MOSES KIMANI NGARI V PATRICK WAIHENYA [2011] KEHC 259 (KLR) | Striking Out Of Plaint | Esheria

MOSES KIMANI NGARI V PATRICK WAIHENYA [2011] KEHC 259 (KLR)

Full Case Text

REPUBLIC OF KENYA

IN THE HIGH COURT OF KENYA AT NYERI

CIVIL APPEAL NO. 9 OF 2003

MOSES KIMANI NGARI……………....………….…….APPELLANT

Versus

PATRICK WAIHENYA ……………………………..RESPONDENT

(Appeal arising from the ruling of Hon. A. Okata Resident  Magistrate in Kerugoya R.M.C.C.C. no. 150 of 2000. delivered on 8th May 2002)

JUDGMENT

This judgment is the result of the appeal preferred against the ruling of Honourable A. Okata learned Resident Magistrate delivered on 8th May 2002 vide Kerugoya R.M.C.C.C. no. 150 of 2000. The suit before the subordinate court was filed by the appellant claiming damages for the injuries he suffered as a result of a traffic road accident involving the Respondent’s motor vehicle registration no. KAJ 269F at Miringaini on 27th April 2000. The suit is expressed in a plaint dated 5th July 2000. The Respondent contended that the plaint was incurably defective in that it did not contain an averment that there was no suit pending. The trial magistrate agreed with the Respondent and proceeded to strike out the plaint. The appellant was aggrieved hence this appeal.

On appeal, the appellant listed the following ground in his petition:

That the learned Magistrate erred in law and fact by ruling that the plaint dated 5/07/2000 was incurably defective.

That the learned Magistrate erred in law and fact by ruling that the plaint dated 5/07/2000 was not amendable.

That the learned Magistrate erred in law and fact by dismissing the application dated 12/03/2002 on the grounds that the draft amended plaint annexed to the supporting affidavit thereof did not have an accompanying verifying affidavit.

That the learned Magistrate erred in law and fact by unlawfully, irregularly and wrongly striking out the plaint dated 5/07/2000 allegedly under order 7,(3) of t he civil procedure rules.

5. That the learned Magistrate erred in law and fact by unreasonably dismissing the application dated 12/03/2002.

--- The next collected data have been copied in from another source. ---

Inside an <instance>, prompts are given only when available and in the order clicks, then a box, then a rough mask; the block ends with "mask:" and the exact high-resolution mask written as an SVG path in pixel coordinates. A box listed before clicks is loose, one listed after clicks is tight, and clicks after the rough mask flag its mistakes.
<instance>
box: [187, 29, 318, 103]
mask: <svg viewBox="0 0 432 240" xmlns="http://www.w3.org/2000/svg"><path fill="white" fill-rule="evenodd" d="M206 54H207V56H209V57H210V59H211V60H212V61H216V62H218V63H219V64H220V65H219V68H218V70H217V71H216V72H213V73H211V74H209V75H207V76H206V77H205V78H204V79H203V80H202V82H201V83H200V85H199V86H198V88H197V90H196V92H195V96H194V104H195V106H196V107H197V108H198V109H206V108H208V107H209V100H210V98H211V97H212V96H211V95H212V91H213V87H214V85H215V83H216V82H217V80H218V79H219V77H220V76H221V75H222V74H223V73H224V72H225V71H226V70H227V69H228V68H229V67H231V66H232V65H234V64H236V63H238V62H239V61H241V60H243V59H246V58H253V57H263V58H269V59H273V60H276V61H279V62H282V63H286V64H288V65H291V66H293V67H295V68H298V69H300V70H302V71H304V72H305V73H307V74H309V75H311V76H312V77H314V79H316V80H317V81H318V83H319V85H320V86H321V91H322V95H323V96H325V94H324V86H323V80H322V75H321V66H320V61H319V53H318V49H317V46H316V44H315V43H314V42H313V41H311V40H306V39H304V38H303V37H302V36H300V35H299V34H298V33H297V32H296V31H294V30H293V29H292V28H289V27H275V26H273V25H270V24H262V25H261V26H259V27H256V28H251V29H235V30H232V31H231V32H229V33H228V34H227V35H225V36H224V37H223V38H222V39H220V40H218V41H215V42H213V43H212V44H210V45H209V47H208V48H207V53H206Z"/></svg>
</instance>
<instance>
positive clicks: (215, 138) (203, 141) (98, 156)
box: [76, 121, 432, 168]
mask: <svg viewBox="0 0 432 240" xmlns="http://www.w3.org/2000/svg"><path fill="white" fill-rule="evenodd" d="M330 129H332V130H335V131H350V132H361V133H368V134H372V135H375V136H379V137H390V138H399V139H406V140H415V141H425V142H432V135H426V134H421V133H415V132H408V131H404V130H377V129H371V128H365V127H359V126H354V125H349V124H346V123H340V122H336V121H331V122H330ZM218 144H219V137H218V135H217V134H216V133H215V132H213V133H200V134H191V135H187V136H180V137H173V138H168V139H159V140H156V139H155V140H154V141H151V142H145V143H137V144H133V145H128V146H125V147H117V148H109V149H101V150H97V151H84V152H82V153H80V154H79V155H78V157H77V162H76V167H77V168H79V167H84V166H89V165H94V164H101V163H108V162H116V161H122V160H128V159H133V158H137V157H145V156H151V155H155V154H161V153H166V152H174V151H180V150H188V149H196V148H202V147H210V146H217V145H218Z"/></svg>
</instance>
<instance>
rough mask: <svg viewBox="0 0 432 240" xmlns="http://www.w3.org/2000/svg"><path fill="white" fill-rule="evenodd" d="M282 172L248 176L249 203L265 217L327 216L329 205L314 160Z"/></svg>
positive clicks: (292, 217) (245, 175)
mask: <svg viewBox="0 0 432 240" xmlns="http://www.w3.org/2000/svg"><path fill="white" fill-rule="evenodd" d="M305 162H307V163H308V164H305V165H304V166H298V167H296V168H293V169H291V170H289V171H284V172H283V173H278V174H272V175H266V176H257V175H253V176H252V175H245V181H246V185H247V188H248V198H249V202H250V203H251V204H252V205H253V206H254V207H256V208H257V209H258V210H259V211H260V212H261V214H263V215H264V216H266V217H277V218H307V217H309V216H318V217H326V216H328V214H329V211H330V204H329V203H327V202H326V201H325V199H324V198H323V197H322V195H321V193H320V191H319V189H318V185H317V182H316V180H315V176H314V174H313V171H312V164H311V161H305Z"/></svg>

When the appeal came up for hearing, learned counsel appearing in the matter recorded a consent order to have the appeal determined by written submissions. I have carefully reconsidered the case that was before the trial court and the rival written submissions. In ground I it is alleged that the trial magistrate erred when he ruled that the plaint was incurably defective. A careful perusal of order VII rule 1(I)(e) of the old Civil Procedure Rules will reveal that it is a mandatory requirement for a plaint to contain an averment which was to the effect that there was no pending no previous proceedings between the parties over the same dispute. It is admitted by the appellant that the aforesaid averment was missing. The question is whether or not the magistrate should have struck out the defective plaint. I think the law did not intend that such plaints should be struck out. The court can still preserve the suit by giving the plaintiff a chance to amend in exercise of its inherent power to see to it that the case is determined on merits. If it later turns out that there were previous proceedings involving the same parties and cause of action then the provisions of section 6 and 7 of the Civil Procedure Act will come into play. My findings here has determined grounds 2 and 3 of the Appeal.

In ground 4, it is argued that the trial magistrate erred when he struck out the plaint on the basis of a non-existent civil procedure provision. It is alleged that the application was based on order 7(3). In my view the ground is elementary and simplistic. Typographical errors occur in our daily lives. It is always presumed that courts know this. Where obvious typographical errors manifest themselves like in this case, the court will overlook the same and proceed to deal with the issue in dispute by applying the relevant provisions of the law. I will on my part overlook the defect.

In the end and on the basis of the above reasons I am satisfied the appeal should be allowed. The order dismissing the summons dated 12th March 2002 is set aside and is substituted with an order allowing the summons. Consequently the order striking out the plaint is set aside. Costs of the appeal and the application are given to the Appellant.

Dated and delivered this 21st day of October 2011.

J.K. SERGON

JUDGE

In open court in the presence of Mr. Mungai h/b for Karingithi for the Respondent and N/A FOR Magee for the Appellant.